This notebook gives an introduction to the integration of Spark and GOR using the Google Colab environment. To use this notebook in a meaningful way, you will need to have access to some data in the GOR format, such as the reference data available as part of the GOR Open Source project. 

This notebook can be run in one of two ways:

* Connect to a hosted Jupyter runtime with Google Drive
* Connect to a local Jupyter runtime with local file storage

For the purposes of this demonstration, we will be using a local Jupyter runtime, which is setup as described on the following page: https://research.google.com/colaboratory/local-runtimes.html



## Initial setup

In order to run the examples that are outlined in this notebook, you must first install pyspark and numpy locally using your package manager. For example, if you use pip to install Python packages, you can use the following commands to install the necessary packages:

In [None]:
!pip3 install pyspark
!pip3 install gor_pyspark

It is advisable to do this before running your local Jupyter server so that the modules will be available to you in the Jupyter environment.

You should also ensure that the Jupyter server is using Python 3 because of dependencies needed by pyspark. An example is shown here:

In [None]:
export PYSPARK_PYTHON=/usr/local/bin/python3

## Hosted Jupyter runtime

It is also possible to connect to a hosted Jupyter server by selecting **Connect to hosted runtime** in the dropdown menu at the top of this page. Keep in mind that the memory settings for this method are limited to what is made available by the Google Colab environment. These settings should be sufficient to run any of the examples here.

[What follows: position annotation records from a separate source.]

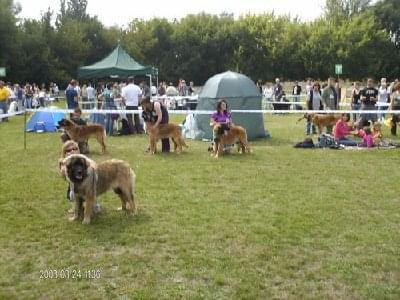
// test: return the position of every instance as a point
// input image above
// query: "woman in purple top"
(223, 117)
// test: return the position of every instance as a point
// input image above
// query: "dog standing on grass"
(89, 180)
(163, 131)
(81, 133)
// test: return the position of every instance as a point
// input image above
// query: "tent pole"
(25, 130)
(151, 95)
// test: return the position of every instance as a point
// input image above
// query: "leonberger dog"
(228, 137)
(321, 120)
(163, 131)
(81, 133)
(89, 180)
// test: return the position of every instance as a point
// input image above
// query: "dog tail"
(303, 117)
(184, 144)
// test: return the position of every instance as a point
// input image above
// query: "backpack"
(327, 141)
(307, 144)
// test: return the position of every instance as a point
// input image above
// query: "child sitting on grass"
(368, 139)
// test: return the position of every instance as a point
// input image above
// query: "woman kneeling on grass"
(223, 117)
(341, 130)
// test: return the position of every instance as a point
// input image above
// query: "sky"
(121, 12)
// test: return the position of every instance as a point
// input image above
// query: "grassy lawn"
(278, 223)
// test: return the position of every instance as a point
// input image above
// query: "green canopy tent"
(117, 64)
(241, 94)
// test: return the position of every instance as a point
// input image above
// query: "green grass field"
(279, 223)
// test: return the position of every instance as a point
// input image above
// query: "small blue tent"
(44, 121)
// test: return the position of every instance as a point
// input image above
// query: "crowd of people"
(327, 96)
(124, 95)
(25, 96)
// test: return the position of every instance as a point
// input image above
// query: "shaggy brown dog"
(377, 133)
(163, 131)
(321, 120)
(88, 180)
(235, 133)
(81, 133)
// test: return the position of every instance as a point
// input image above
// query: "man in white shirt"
(91, 95)
(131, 96)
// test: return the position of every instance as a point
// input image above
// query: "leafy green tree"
(8, 30)
(340, 10)
(388, 14)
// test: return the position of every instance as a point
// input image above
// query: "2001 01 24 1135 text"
(70, 274)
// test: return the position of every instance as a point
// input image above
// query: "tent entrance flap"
(240, 93)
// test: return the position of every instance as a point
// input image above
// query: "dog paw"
(86, 221)
(73, 218)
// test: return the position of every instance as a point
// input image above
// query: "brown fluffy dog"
(81, 133)
(377, 133)
(163, 131)
(321, 120)
(234, 134)
(88, 180)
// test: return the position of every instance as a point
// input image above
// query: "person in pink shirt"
(368, 139)
(342, 130)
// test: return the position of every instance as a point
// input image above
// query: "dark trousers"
(165, 142)
(133, 128)
(395, 120)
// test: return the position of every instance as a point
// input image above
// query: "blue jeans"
(346, 142)
(310, 126)
(355, 107)
(382, 116)
(4, 107)
(368, 117)
(109, 120)
(28, 102)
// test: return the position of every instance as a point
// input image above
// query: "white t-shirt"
(131, 94)
(90, 92)
(382, 95)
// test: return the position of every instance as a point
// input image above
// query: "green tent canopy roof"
(117, 63)
(229, 85)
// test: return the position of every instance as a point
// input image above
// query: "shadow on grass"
(108, 226)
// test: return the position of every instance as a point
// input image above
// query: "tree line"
(363, 37)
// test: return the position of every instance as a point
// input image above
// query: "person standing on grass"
(330, 96)
(395, 105)
(309, 86)
(71, 95)
(296, 91)
(108, 104)
(278, 90)
(383, 97)
(91, 95)
(314, 102)
(355, 99)
(4, 95)
(330, 99)
(84, 96)
(28, 96)
(131, 96)
(369, 96)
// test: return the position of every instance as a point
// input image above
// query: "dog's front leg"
(88, 208)
(77, 207)
(153, 145)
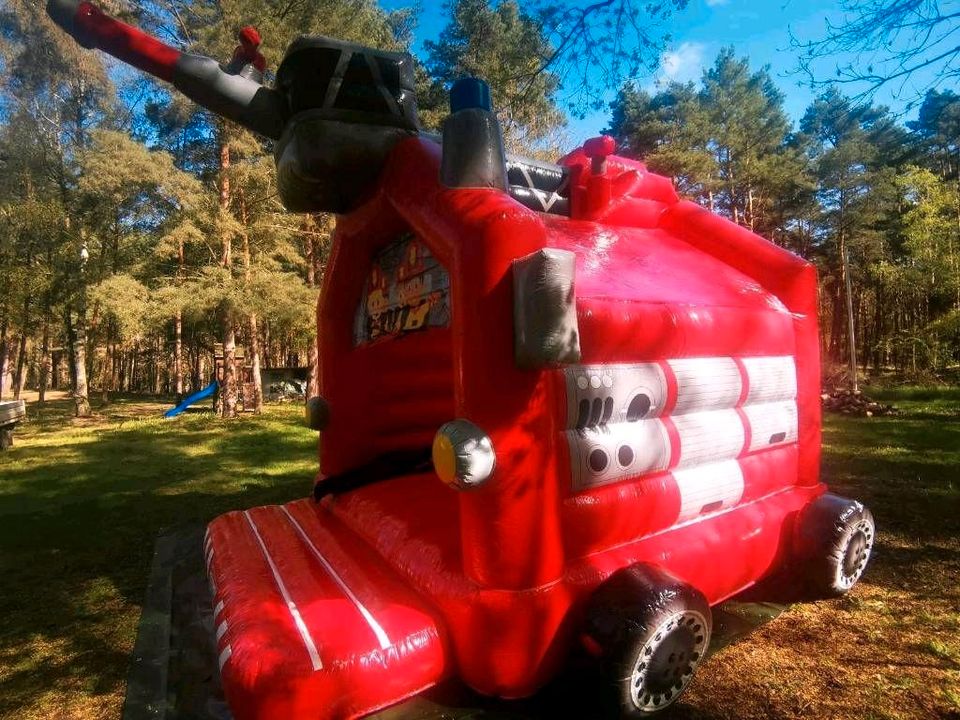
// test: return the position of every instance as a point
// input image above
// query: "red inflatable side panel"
(792, 280)
(310, 622)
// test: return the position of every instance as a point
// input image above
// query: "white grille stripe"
(705, 383)
(291, 606)
(708, 488)
(771, 424)
(771, 379)
(709, 436)
(378, 631)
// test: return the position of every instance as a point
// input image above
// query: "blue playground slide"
(191, 399)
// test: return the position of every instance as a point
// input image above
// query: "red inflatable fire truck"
(561, 407)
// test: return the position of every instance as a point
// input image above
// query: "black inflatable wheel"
(836, 538)
(653, 631)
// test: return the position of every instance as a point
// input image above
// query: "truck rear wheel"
(836, 537)
(652, 632)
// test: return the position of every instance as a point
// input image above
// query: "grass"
(81, 503)
(890, 649)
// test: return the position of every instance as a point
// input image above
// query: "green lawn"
(80, 508)
(81, 504)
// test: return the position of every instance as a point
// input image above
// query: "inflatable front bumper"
(310, 622)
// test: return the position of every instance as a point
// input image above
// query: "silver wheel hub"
(856, 554)
(666, 663)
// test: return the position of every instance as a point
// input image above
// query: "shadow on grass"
(78, 521)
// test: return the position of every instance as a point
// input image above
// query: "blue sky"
(759, 29)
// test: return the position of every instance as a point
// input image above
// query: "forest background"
(138, 232)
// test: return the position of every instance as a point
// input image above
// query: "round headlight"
(463, 455)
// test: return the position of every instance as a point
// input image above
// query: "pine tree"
(507, 49)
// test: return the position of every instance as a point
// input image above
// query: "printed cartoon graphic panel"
(406, 290)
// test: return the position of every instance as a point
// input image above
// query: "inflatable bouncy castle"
(562, 409)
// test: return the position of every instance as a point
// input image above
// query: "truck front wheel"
(652, 631)
(836, 537)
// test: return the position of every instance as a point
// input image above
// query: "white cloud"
(681, 65)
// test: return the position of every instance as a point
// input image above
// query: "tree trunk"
(45, 365)
(21, 359)
(851, 336)
(253, 342)
(3, 351)
(227, 396)
(80, 391)
(313, 358)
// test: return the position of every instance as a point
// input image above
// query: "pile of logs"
(854, 402)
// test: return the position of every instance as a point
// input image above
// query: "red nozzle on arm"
(201, 79)
(93, 28)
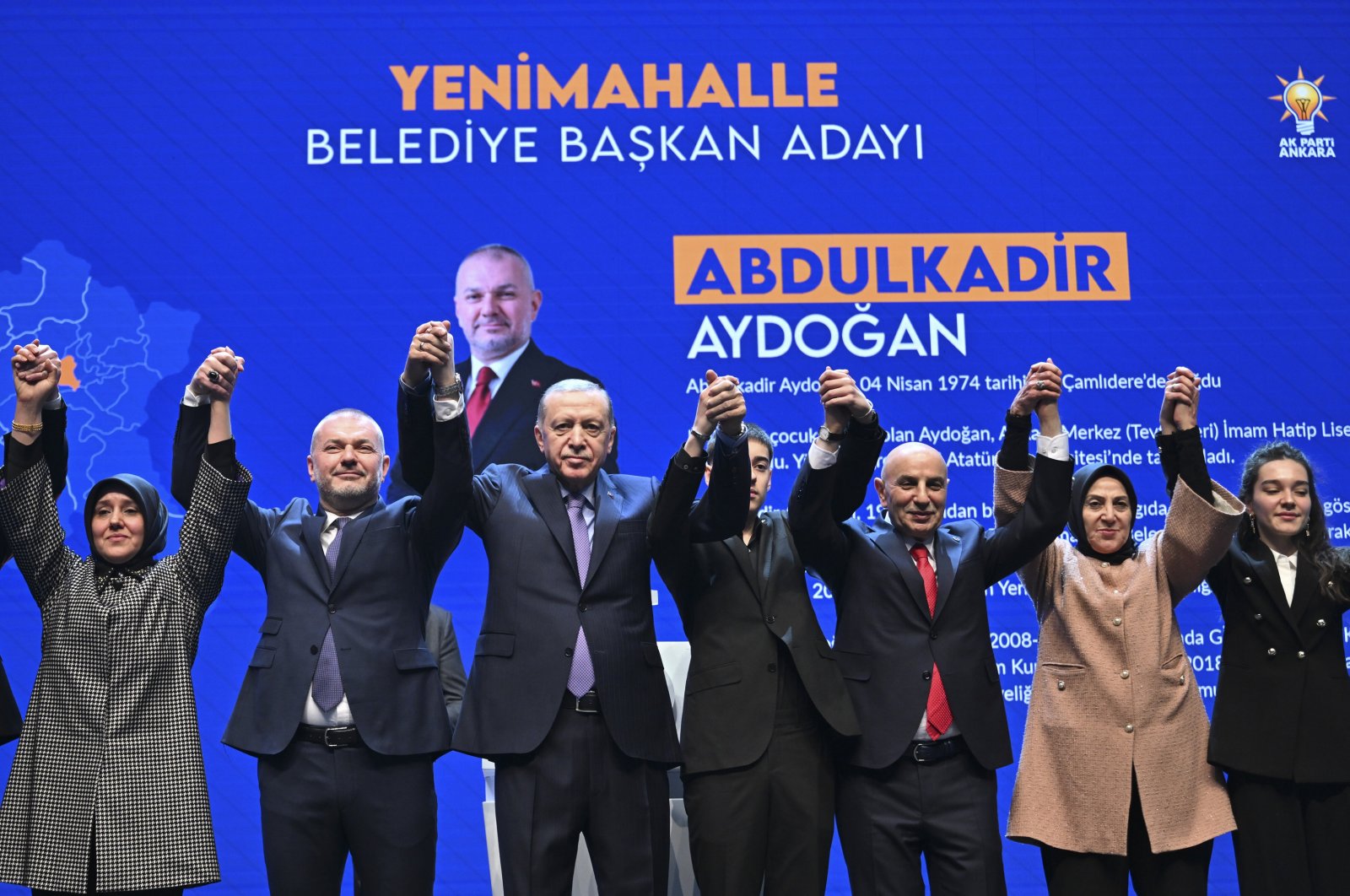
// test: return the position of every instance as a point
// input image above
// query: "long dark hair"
(1314, 542)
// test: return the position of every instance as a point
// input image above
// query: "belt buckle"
(337, 731)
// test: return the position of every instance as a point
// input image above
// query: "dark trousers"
(770, 822)
(577, 783)
(1293, 839)
(1180, 872)
(321, 803)
(944, 812)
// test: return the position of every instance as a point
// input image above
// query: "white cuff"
(818, 457)
(447, 408)
(1053, 447)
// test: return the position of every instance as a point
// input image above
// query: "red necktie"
(479, 400)
(938, 713)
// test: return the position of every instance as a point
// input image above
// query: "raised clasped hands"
(720, 404)
(431, 351)
(37, 373)
(1180, 401)
(218, 374)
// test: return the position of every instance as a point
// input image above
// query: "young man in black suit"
(764, 702)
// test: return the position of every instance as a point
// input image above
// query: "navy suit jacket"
(535, 599)
(506, 432)
(375, 603)
(57, 452)
(884, 639)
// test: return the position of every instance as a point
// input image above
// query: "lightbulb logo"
(1303, 101)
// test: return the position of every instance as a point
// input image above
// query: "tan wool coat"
(1114, 691)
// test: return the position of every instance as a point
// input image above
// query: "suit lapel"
(893, 545)
(542, 490)
(310, 529)
(512, 407)
(742, 559)
(1264, 569)
(608, 511)
(1304, 589)
(948, 559)
(351, 536)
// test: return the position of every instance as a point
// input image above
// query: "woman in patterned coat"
(1113, 781)
(107, 791)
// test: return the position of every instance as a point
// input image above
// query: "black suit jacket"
(57, 452)
(884, 639)
(1282, 704)
(737, 614)
(506, 432)
(375, 603)
(535, 599)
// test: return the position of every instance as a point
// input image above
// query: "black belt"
(931, 752)
(346, 736)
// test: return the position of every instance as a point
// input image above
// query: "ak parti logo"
(1303, 100)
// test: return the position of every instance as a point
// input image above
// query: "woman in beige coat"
(1113, 780)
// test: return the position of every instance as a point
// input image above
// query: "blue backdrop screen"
(929, 196)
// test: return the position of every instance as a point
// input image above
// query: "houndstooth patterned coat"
(110, 748)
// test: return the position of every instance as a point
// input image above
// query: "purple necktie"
(582, 677)
(327, 677)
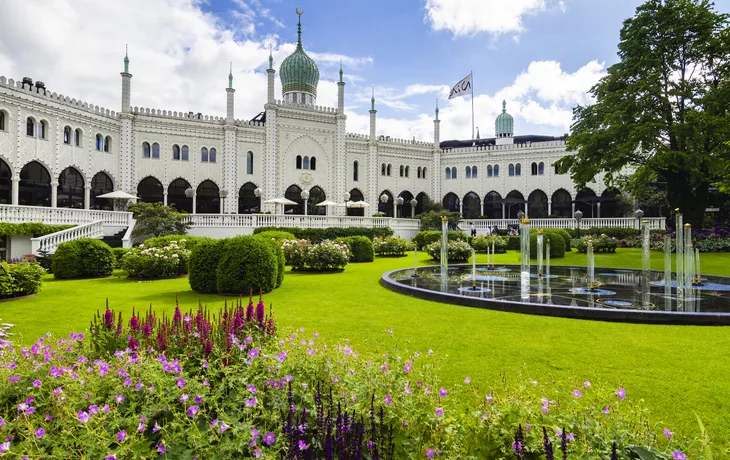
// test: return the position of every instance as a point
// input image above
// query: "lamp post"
(639, 214)
(223, 195)
(578, 216)
(384, 200)
(190, 193)
(305, 197)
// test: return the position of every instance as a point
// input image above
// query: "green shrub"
(315, 235)
(118, 254)
(600, 244)
(391, 246)
(203, 264)
(361, 248)
(557, 244)
(459, 251)
(83, 258)
(424, 238)
(22, 278)
(247, 264)
(484, 243)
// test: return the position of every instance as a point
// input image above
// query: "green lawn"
(674, 369)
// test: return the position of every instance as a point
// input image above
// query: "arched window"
(101, 183)
(149, 190)
(70, 190)
(34, 188)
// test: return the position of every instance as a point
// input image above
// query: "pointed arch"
(248, 202)
(150, 190)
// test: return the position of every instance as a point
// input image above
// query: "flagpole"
(472, 103)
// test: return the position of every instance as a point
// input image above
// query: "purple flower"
(193, 411)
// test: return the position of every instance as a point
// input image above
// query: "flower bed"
(324, 256)
(459, 251)
(225, 386)
(156, 262)
(390, 246)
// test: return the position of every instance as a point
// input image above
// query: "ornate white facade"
(158, 155)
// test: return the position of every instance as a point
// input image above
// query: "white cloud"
(467, 17)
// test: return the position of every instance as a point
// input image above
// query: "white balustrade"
(61, 216)
(50, 242)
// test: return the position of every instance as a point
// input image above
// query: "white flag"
(462, 88)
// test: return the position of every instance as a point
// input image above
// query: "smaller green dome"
(505, 124)
(298, 72)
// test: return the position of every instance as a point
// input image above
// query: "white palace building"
(61, 153)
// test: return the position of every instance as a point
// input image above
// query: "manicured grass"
(675, 369)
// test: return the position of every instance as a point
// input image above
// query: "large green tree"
(662, 113)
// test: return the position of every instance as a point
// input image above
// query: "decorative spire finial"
(299, 29)
(126, 58)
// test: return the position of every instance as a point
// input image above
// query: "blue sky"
(542, 56)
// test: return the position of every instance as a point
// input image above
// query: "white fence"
(50, 242)
(484, 224)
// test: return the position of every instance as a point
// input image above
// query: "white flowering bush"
(156, 262)
(324, 256)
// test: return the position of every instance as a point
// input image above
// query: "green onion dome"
(298, 72)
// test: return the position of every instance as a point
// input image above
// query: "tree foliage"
(156, 219)
(661, 113)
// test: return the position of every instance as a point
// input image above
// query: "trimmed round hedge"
(361, 248)
(83, 258)
(248, 263)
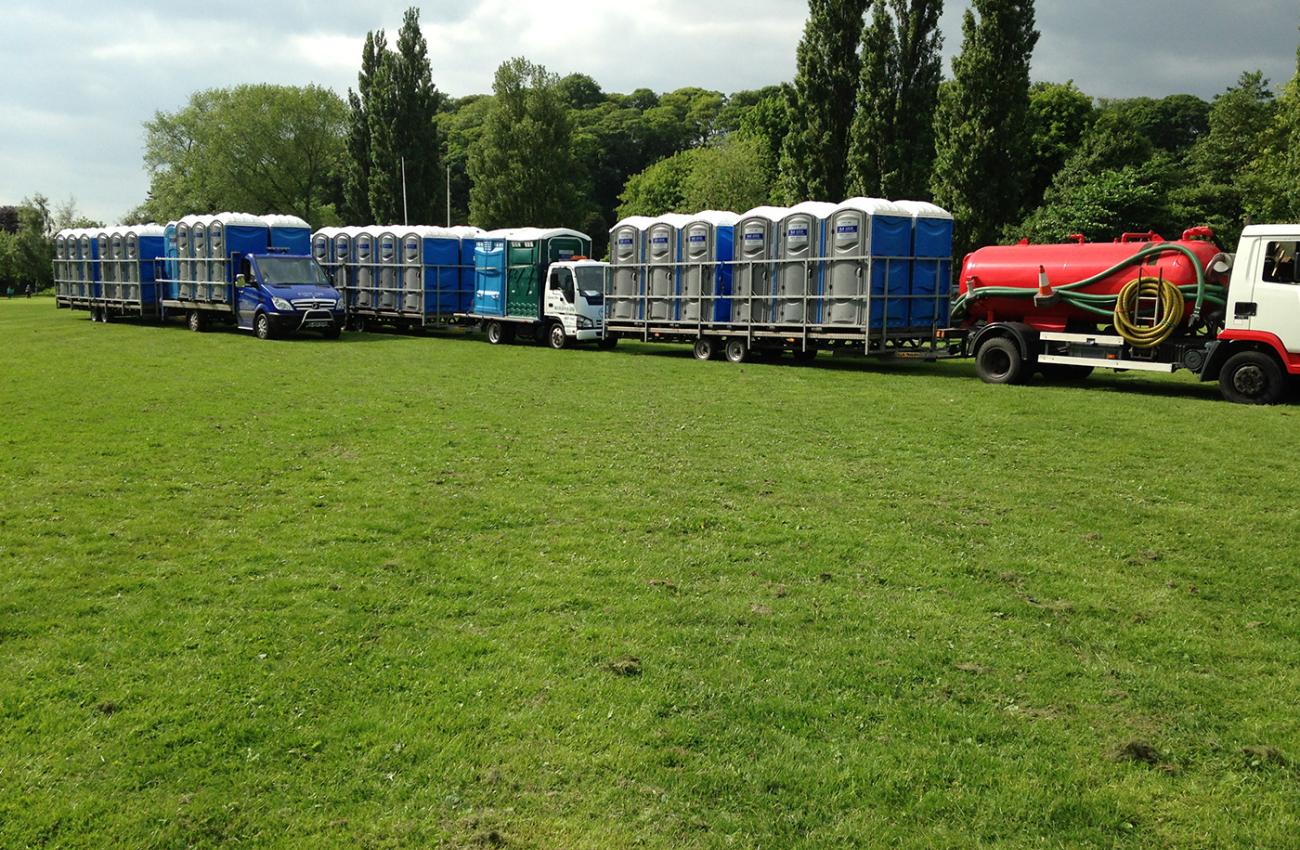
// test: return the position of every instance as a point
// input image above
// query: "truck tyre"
(1000, 361)
(261, 326)
(555, 335)
(1252, 377)
(1065, 372)
(737, 351)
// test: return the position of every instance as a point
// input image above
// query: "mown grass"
(398, 592)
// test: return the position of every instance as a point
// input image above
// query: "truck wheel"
(555, 337)
(1064, 372)
(737, 351)
(1000, 361)
(1252, 377)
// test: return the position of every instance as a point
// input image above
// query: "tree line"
(869, 112)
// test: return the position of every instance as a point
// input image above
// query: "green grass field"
(395, 592)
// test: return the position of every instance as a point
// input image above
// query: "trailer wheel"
(737, 351)
(555, 335)
(1000, 361)
(1252, 377)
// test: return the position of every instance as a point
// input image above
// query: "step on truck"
(252, 272)
(538, 283)
(1140, 304)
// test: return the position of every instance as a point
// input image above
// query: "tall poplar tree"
(523, 165)
(982, 121)
(892, 147)
(356, 182)
(403, 135)
(814, 157)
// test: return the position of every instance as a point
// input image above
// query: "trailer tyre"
(1000, 361)
(1252, 377)
(737, 351)
(555, 335)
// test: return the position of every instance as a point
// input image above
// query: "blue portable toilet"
(869, 233)
(931, 264)
(289, 234)
(709, 241)
(490, 256)
(800, 263)
(627, 267)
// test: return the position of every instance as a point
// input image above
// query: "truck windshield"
(590, 283)
(291, 272)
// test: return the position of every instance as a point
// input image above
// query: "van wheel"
(555, 337)
(1252, 377)
(1000, 361)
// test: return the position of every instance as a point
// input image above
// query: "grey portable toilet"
(663, 263)
(627, 268)
(706, 242)
(757, 235)
(800, 268)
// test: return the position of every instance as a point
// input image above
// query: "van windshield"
(291, 272)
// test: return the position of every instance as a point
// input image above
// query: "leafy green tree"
(403, 135)
(356, 185)
(892, 146)
(523, 167)
(982, 122)
(814, 157)
(256, 148)
(1060, 116)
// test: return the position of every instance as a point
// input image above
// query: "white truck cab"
(573, 303)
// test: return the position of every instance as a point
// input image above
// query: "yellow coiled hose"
(1170, 316)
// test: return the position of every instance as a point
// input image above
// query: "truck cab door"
(1274, 303)
(247, 295)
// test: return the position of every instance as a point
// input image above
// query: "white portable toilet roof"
(716, 217)
(875, 207)
(771, 213)
(923, 209)
(815, 208)
(277, 220)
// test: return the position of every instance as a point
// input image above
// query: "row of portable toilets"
(410, 270)
(866, 263)
(138, 265)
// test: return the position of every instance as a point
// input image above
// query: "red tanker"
(1021, 267)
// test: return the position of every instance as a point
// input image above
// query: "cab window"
(1279, 263)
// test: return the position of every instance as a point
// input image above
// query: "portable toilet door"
(412, 272)
(931, 264)
(490, 274)
(627, 261)
(752, 277)
(800, 269)
(364, 269)
(389, 260)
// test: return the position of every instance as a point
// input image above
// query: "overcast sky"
(77, 79)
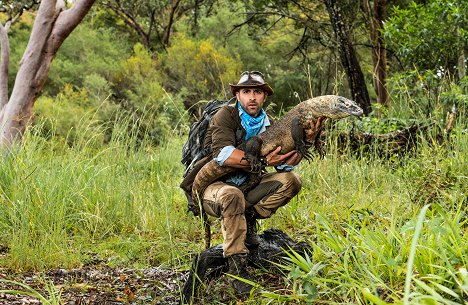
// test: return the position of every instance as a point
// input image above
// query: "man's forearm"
(235, 159)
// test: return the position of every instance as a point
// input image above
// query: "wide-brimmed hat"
(251, 79)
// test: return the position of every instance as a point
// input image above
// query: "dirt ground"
(98, 286)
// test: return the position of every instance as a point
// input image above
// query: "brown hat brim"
(265, 86)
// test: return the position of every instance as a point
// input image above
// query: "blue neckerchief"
(251, 125)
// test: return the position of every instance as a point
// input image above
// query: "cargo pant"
(229, 203)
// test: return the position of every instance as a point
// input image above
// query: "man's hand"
(275, 158)
(315, 128)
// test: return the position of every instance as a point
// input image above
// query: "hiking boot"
(238, 267)
(251, 239)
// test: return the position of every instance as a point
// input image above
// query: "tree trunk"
(348, 57)
(379, 54)
(52, 26)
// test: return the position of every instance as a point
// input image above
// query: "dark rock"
(211, 264)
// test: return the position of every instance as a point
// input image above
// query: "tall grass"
(62, 205)
(392, 231)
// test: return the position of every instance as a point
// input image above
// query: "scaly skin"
(282, 134)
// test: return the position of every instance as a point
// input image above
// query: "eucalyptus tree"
(55, 20)
(327, 23)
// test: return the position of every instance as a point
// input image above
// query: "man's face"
(251, 100)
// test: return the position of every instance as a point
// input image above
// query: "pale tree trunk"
(348, 56)
(377, 16)
(53, 24)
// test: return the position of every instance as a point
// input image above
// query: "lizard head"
(344, 107)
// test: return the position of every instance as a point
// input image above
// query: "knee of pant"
(233, 202)
(294, 182)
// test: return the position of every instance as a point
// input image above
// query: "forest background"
(96, 174)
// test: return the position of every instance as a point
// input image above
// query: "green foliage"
(90, 56)
(198, 68)
(419, 34)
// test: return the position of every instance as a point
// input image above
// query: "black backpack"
(194, 149)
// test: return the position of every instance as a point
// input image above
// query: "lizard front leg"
(298, 135)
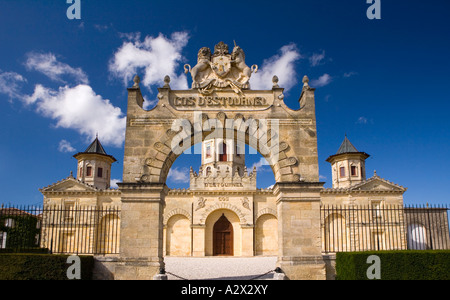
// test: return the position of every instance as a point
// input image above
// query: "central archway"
(223, 237)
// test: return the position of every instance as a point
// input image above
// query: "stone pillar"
(141, 232)
(199, 237)
(299, 238)
(247, 240)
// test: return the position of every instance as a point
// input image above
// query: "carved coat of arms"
(220, 70)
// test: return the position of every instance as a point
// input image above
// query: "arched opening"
(217, 224)
(223, 152)
(178, 236)
(417, 237)
(266, 235)
(223, 237)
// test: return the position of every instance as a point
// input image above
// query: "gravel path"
(220, 268)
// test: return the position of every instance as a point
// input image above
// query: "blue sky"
(384, 82)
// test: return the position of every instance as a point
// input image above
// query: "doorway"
(223, 237)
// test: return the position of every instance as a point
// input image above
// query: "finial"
(275, 81)
(166, 81)
(136, 81)
(305, 81)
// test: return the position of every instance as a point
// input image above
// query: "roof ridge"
(346, 147)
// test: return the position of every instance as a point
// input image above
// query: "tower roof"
(347, 148)
(95, 148)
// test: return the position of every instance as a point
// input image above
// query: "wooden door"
(223, 237)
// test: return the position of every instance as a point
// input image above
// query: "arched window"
(223, 154)
(417, 237)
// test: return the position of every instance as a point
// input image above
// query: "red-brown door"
(223, 237)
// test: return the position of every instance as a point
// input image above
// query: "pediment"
(69, 185)
(378, 184)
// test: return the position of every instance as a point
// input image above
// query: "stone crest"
(220, 70)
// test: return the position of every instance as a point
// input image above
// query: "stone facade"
(223, 212)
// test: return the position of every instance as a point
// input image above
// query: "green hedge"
(396, 265)
(41, 267)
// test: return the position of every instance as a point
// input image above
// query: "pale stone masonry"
(222, 212)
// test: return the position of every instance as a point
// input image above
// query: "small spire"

The files are shared at the following location: https://drive.google.com/drive/folders/1lM6YKPZIexb_1D8pk6KnVd5AXn0Jp0ek if you wish to use this method.

You will need to set up the files within your Google Drive. Note that the necessary files for the examples are over the free limit for Drive and you will need to have a higher storage limit.

Use the following code block to mount the Google Drive and make the folder accessible to the hosted runtime.


In [None]:
# Mount Google Drive
from google.colab import drive
drive.mount('/content/drive')

## Setting up the reference data and PheCode

To install and run a local Jupyter server, please follow the instructions on this page: https://research.google.com/colaboratory/local-runtimes.html

You must also download the reference data and PheCode files as outlined on the following sections of the GOR open source project: 

* [Set up the reference data](https://github.com/gorpipe/gor#setting-up-reference-data-optional)
* [Set up the PheCode GWAS data](https://github.com/gorpipe/gor#setting-up-phecode-gwas-data-optional)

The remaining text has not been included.